Bill 140 2015
An Act respecting smart grid cyber security and privacy
Her Majesty, by and with the advice and consent of the Legislative Assembly of the Province of Ontario, enacts as follows:
Ministry of Energy Act, 2011
1. Clause 7 (1) (a) of the Ministry of Energy Act, 2011 is amended by adding "and with regard to the cyber security of the smart grid within the meaning of the Electricity Act, 1998 and related privacy matters" at the end.
Ontario Energy Board Act, 1998
2. The Ontario Energy Board Act, 1998 is amended by adding the following Part:
smart grid cyber security and privacy
35.1 (1) This Part applies with respect to,
(a) a person who is responsible for a distribution system;
(b) the Smart Metering Entity;
(c) service providers contracted to provide data collection, storage and management services to the Smart Metering Entity or in connection with a distribution system;
(d) the IESO; and
(e) any other prescribed participants in the smart grid.
Requirements re cyber security, privacy
(2) A person to whom this Part applies shall comply with the prescribed requirements respecting cyber security and the protection of privacy.
Board to audit
(3) The Board shall, in accordance with the regulations, periodically audit compliance with the requirements.
(4) For the purposes of subsection (1), a person who is responsible for a system is the person who is the head of the system, regardless of whether the title of the position or office is chief executive officer, president or something else.
35.2 (1) The Lieutenant Governor in Council may make regulations for the purposes of this Part,
(a) prescribing participants for the purposes of clause 35.1 (1) (e);
(b) prescribing requirements and standards in connection with cyber security and the protection of privacy;
(c) requiring compliance with the principles of Privacy by Design, as available on the website of Privacy by Design, and governing compliance with those principles;
(d) adopting by reference, in whole or in part, with such changes as the Minister considers necessary or advisable, any other code or standard relevant to the cyber security of the smart grid, requiring compliance with any code or standard that is so adopted, and governing compliance with them;
(e) governing the Board's compliance audits under subsection 35.1 (3).
(2) If a regulation under clause (1) (b), (c) or (d) so provides, a code or standard adopted by reference shall be a reference to it, as amended from time to time, whether before or after the regulation is made.
3. This Act comes into force on the day it receives Royal Assent.
4. The short title of this Act is the Smart Grid Cyber Security and Privacy Act, 2015.
Currently, under the Ministry of Energy Act, 2011, the Minister of Energy is required to review energy matters on a continuing basis with regard to short term, medium term and long term goals in relation to the energy needs of the Province of Ontario. The Bill amends the Act to require that the Minister also have regard to the cyber security of the smart grid and related privacy matters.

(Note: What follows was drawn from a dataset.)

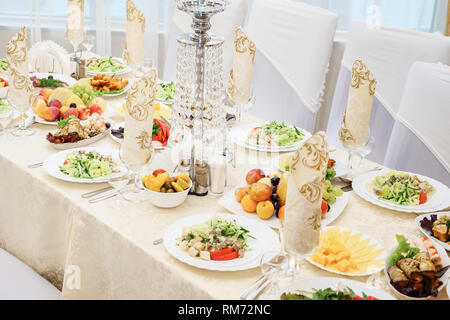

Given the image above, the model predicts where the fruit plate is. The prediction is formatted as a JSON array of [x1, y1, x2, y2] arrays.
[[415, 211, 450, 252], [219, 188, 349, 229], [274, 153, 350, 178], [384, 238, 450, 300], [230, 123, 311, 152], [43, 147, 127, 183], [86, 56, 131, 76], [49, 126, 111, 150], [274, 277, 397, 300], [306, 227, 387, 277], [352, 169, 450, 213], [163, 213, 281, 271]]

The Bill amends the Ontario Energy Board Act, 1998 to create a new Part respecting smart grid cyber security and privacy. Participants in the smart grid listed in new section 35.1 of the Act are required to comply with prescribed requirements respecting cyber security and the protection of privacy. The Lieutenant Governor in Council is given the power to make regulations respecting requirements and standards in connection with cyber security and the protection of privacy. The Ontario Energy Board is required to audit compliance with the requirements.